In 1922, a contract was signed between Oregon Short Line and the Boise Chamber of Commerce to provide "through train" service via Boise.  Plans were prepared by New York architects Carrere, Hastings, Shreve, and Lando for the current Spanish colonial style depot which was built by Cherdon Construction Co. of Salt Lake City.   Construction went on for nine months.  In 1925,  thousands turned out to see the first transcontinental engine pull into the station, to listen to dignitaries give speeches, and to watch the parade wind its way through the city.  The Depot was heralded "the most beautiful structure of its kind in the West."  A few years later, additions were added by Union Pacific.  Included in those additions were the Platt Gardens, which were designed by Spanish landscape architect Ricardo Espino, and the bell chimes from Meneely Bell Co. of New York, which were added in memory of UP's leader E. H. Harriman.

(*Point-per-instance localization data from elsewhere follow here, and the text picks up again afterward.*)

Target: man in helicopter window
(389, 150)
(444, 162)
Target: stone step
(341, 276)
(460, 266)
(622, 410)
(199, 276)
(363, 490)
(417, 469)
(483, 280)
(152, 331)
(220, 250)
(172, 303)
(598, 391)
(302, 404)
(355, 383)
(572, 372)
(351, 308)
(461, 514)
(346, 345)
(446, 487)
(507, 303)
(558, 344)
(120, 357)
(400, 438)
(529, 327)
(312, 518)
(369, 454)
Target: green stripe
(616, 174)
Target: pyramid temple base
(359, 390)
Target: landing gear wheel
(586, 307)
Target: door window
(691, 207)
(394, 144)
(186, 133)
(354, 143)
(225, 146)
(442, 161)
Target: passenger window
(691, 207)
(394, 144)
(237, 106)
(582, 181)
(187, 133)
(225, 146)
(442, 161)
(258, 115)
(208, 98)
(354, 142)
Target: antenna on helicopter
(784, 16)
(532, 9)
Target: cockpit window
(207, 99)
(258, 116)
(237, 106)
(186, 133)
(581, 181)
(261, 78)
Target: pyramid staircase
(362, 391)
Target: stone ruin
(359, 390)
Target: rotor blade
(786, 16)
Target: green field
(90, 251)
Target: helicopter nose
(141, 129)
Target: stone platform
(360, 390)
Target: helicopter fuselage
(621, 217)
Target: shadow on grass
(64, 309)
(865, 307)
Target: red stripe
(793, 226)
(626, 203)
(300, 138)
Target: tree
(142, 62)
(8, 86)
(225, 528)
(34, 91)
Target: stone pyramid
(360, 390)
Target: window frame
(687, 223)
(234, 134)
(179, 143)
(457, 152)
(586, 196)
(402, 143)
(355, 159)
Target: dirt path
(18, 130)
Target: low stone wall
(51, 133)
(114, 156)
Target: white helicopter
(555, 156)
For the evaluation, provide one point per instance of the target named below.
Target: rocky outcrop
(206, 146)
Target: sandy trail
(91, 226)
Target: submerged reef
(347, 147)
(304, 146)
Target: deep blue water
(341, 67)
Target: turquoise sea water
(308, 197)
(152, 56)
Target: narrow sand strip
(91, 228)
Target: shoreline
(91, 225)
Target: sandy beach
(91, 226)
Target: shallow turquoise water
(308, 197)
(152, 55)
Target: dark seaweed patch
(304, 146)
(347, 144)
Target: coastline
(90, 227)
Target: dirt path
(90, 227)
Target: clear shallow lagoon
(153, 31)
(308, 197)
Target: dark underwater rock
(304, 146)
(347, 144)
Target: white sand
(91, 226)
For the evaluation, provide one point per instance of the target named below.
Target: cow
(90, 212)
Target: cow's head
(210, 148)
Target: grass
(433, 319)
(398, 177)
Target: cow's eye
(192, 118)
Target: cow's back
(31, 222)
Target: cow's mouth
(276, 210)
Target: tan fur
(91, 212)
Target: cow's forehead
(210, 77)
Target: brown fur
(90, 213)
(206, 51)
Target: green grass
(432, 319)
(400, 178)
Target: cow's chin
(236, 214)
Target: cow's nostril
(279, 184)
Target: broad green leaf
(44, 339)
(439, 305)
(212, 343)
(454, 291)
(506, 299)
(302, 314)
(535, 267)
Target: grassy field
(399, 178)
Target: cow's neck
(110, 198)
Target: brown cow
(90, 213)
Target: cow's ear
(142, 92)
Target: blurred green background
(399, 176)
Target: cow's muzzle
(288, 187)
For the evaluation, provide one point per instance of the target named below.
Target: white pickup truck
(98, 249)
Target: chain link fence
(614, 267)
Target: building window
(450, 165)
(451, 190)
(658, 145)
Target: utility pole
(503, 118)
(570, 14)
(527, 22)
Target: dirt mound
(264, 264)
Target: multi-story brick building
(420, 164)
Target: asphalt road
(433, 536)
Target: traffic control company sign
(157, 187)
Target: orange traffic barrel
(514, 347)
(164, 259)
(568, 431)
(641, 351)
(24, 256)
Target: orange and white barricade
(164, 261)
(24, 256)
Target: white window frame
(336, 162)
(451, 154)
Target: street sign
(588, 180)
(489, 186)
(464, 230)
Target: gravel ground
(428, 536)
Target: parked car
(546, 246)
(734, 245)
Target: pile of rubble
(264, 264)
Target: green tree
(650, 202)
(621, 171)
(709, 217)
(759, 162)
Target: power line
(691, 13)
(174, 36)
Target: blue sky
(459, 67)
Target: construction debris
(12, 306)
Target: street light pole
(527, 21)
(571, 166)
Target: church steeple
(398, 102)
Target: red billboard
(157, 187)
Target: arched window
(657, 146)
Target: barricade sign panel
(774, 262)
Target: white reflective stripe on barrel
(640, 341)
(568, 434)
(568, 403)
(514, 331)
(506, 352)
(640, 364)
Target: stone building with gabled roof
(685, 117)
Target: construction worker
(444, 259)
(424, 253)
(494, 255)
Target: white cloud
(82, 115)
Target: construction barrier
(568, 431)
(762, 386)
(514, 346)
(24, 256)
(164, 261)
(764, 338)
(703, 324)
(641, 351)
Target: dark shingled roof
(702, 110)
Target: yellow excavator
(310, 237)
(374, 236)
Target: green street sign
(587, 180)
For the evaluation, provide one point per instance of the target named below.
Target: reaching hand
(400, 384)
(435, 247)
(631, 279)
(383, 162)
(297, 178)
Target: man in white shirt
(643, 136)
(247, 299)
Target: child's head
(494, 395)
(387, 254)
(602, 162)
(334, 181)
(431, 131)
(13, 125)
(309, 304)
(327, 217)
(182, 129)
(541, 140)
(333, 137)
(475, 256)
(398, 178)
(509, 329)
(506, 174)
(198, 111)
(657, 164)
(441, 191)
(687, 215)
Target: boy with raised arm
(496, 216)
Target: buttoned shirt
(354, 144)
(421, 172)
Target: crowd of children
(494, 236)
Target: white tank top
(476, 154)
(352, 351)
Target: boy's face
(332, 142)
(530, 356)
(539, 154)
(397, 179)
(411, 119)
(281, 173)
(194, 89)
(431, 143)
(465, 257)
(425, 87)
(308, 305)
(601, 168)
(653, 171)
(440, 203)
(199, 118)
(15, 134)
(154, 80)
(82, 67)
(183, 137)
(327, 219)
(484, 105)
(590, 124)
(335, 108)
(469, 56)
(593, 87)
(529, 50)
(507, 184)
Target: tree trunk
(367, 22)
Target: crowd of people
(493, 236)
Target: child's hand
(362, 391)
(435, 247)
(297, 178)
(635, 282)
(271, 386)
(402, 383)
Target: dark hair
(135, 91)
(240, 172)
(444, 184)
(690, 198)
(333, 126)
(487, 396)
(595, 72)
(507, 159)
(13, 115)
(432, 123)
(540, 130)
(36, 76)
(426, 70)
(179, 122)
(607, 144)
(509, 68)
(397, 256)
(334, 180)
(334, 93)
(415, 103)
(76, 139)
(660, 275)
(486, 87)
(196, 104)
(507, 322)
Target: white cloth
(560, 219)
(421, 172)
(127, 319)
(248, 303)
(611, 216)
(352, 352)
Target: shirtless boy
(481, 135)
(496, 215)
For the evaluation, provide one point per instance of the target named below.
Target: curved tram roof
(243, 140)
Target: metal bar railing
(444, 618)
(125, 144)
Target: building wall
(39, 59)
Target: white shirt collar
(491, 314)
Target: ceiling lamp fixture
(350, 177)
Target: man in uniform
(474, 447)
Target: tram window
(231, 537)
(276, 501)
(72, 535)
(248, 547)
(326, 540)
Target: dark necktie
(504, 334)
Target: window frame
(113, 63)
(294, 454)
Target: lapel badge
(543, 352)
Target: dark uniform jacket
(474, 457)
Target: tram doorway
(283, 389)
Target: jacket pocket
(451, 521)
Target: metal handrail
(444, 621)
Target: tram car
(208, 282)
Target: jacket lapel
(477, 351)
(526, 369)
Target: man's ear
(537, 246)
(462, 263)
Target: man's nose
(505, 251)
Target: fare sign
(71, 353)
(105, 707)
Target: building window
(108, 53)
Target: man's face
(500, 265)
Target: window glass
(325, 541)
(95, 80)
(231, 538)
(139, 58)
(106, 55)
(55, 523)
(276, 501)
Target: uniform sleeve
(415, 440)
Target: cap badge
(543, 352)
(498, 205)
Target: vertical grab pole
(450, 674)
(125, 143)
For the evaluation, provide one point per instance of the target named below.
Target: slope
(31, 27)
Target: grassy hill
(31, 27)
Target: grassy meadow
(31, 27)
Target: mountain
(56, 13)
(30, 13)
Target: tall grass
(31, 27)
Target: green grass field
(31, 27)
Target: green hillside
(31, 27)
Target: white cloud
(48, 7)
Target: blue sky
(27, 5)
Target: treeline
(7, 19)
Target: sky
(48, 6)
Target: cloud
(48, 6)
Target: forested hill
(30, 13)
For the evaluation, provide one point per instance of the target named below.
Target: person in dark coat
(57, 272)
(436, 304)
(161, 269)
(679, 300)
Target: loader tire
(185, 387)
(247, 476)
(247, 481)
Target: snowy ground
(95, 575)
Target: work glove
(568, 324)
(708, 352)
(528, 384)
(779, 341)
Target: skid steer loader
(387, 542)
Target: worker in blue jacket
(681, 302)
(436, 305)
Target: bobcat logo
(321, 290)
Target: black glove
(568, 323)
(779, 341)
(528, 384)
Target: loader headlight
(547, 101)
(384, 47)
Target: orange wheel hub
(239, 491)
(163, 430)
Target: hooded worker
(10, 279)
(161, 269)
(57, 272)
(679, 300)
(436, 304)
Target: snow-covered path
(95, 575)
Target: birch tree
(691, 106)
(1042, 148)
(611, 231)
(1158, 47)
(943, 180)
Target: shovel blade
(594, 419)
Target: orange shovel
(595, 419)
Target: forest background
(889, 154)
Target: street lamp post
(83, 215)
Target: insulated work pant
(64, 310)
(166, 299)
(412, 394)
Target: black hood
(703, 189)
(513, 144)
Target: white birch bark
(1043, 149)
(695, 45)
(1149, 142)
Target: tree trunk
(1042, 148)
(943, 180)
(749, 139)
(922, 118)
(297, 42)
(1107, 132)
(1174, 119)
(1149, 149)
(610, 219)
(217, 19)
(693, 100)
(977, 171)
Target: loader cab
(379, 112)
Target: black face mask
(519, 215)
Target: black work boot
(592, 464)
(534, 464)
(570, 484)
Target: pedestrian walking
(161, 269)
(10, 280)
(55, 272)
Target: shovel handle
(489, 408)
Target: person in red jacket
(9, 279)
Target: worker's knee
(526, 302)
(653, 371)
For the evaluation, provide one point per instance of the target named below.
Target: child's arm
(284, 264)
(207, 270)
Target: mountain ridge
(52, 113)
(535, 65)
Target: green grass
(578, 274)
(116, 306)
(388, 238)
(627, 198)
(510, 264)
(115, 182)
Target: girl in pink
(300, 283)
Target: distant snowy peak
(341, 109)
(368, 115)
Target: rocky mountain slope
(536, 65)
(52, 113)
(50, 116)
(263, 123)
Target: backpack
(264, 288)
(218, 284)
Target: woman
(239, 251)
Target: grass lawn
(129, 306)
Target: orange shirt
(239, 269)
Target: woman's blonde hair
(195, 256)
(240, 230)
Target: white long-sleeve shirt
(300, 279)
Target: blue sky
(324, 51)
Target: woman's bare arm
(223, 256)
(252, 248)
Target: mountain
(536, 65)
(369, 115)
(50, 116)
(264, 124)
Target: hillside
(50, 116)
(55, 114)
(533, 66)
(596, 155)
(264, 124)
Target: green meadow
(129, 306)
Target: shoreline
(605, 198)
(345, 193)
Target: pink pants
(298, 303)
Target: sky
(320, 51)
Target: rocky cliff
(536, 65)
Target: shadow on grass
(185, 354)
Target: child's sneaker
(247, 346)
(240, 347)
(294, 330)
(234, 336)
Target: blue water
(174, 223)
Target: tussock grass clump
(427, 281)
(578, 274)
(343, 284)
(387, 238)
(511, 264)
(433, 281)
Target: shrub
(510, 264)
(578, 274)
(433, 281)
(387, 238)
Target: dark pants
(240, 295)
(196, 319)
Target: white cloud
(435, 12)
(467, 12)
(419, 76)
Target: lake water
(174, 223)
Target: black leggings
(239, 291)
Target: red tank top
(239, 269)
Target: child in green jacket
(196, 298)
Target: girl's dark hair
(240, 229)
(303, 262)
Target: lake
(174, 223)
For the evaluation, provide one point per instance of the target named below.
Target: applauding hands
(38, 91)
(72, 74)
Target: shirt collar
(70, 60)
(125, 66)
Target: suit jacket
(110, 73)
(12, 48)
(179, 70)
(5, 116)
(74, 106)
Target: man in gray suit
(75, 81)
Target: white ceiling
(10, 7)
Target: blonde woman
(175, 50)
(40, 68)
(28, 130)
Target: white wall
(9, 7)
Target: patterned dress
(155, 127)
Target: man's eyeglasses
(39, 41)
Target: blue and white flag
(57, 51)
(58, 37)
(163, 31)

By 1948, six trains came through the depot each day.  The most popular was the Portland Rose with service to Chicago, Illinois and Portland, Oregon.  Over the next fourteen years, railroad travel peaked and then waned.  The decline in rail passengers led to the closure of the Barkalow Brothers news stand in 1962 followed shortly in 1968 by the US Post Office’s discontinuation of mail freight on the Portland Rose.  By that time, air mail service had become the new means for postal delivery.  Just four years later, in 1972,  the last Portland Rose passenger train pulled out of the station.

 

In 1974, Union Pacific Boise Mainline Depot was placed on the National Register of Historic Places and remained vacant for the next three years.  In 1977, Amtrak began the Pioneer passenger train with service to Seattle and Salt Lake City which ran for ten years and then at a lessened service capacity for another ten years.  

 

In 1990, the Morrison Knudsen Corporation purchased the Depot from Union Pacific Railroad.  They spent $3.4 million restoring it back to its original glory in addition to putting in a well and air conditioning.  A ribbon cutting ceremony was held on February 5, 1993.

 

After the renovation, the City of Boise decided they wanted to purchase the Boise Train Depot.  In order to raise the money, they underwent a six month fundraising campaign whereby donors purchased bricks inscribed with their names.   These bricks were then used to create a path in front and behind the Depot.  In 1996, the City of Boise took possession of the beautiful white building on the Bench, which will hopefully remain a well-kept and cherished historical landmark of the city for many years to come!

 

Although train service was forever discontinued in 1997, the Boise Depot remains open to the public on Sunday and Monday from 11am to 5pm.  It also serves as a desirable venue for weddings, private parties, and community events.  On August 2, 2002, it served as the location where Luke and I committed to love and serve each other until death do us part.  Needless to say, the Depot is a special place to us and reminds us of our wedding day each time we have the pleasure of passing it.